Survival Probability TableEstimated S(t) at each event time, with confidence intervals.

Interpretation

  • The survival curve shows the estimated probability of surviving beyond each time point. A steep drop indicates many events occurring in a short period.
  • Median survival is the time at which 50% of subjects have experienced the event. It is the most commonly reported summary measure.
  • The log-rank test compares entire survival curves between groups. A significant result (p < alpha) means the groups have different survival experiences.
  • Confidence intervals for the survival function are typically computed using the log-log transformation, which ensures they stay within [0, 1].
  • Kaplan-Meier is descriptive and does not adjust for confounders. Use Cox regression to adjust for covariates.

Common Pitfalls

  • If censoring is informative (e.g., sicker patients drop out), the Kaplan-Meier estimate will be biased upward (overestimate survival).
  • Median survival cannot be estimated if fewer than half the subjects have experienced the event. Extending follow-up is the only solution.
  • The log-rank test has optimal power when hazards are proportional. If survival curves cross, the log-rank test may miss significant differences.
  • Late censoring can leave very few subjects at risk, producing unreliable estimates in the tail of the curve.
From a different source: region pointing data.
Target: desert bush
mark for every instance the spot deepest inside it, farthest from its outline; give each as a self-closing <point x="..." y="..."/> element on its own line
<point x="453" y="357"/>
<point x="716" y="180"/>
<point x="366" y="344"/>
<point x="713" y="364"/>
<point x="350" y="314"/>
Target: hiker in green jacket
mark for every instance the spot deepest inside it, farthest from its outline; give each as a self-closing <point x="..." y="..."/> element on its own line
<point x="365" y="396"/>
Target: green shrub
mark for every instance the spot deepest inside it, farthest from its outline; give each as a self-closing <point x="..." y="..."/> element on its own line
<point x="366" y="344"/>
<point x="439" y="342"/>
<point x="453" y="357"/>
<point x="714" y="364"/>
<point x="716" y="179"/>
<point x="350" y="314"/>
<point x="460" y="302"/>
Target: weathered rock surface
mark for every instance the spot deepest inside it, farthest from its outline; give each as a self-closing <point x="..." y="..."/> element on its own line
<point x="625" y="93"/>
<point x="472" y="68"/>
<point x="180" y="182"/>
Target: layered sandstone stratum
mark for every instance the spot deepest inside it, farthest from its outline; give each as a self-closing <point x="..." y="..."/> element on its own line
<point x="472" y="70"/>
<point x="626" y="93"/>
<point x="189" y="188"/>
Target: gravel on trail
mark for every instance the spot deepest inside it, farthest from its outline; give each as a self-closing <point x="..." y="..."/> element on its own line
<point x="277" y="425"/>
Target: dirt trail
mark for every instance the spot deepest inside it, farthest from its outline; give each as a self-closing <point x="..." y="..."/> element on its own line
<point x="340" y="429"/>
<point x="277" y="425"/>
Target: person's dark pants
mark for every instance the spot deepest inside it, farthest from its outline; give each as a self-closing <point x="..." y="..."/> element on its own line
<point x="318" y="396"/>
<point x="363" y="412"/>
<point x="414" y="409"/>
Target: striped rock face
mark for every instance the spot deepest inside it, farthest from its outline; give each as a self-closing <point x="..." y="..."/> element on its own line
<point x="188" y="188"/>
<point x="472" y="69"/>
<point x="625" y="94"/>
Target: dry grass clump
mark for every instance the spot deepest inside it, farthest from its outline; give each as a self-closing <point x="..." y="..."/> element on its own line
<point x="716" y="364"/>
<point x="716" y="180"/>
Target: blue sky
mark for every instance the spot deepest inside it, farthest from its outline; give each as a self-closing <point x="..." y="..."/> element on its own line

Report the number at risk alongside the survival curve.

How It Works

  1. At each event time, calculate the conditional probability of surviving past that time: (number at risk - number of events) / number at risk.
  2. Multiply these conditional probabilities cumulatively to get S(t), the survival function.
  3. Censored observations reduce the number at risk but do not count as events.
  4. For the log-rank test: at each event time, compute the expected number of events in each group under the null hypothesis of equal survival, sum the (observed - expected) differences, and compare to a chi-square distribution.

Citations

References

  • Kaplan, E. L., & Meier, P. (1958). Nonparametric estimation from incomplete observations. Journal of the American Statistical Association, 53(282), 457-481.
  • Mantel, N. (1966). Evaluation of survival data and two new rank order statistics arising in its consideration. Cancer Chemotherapy Reports, 50(3), 163-170.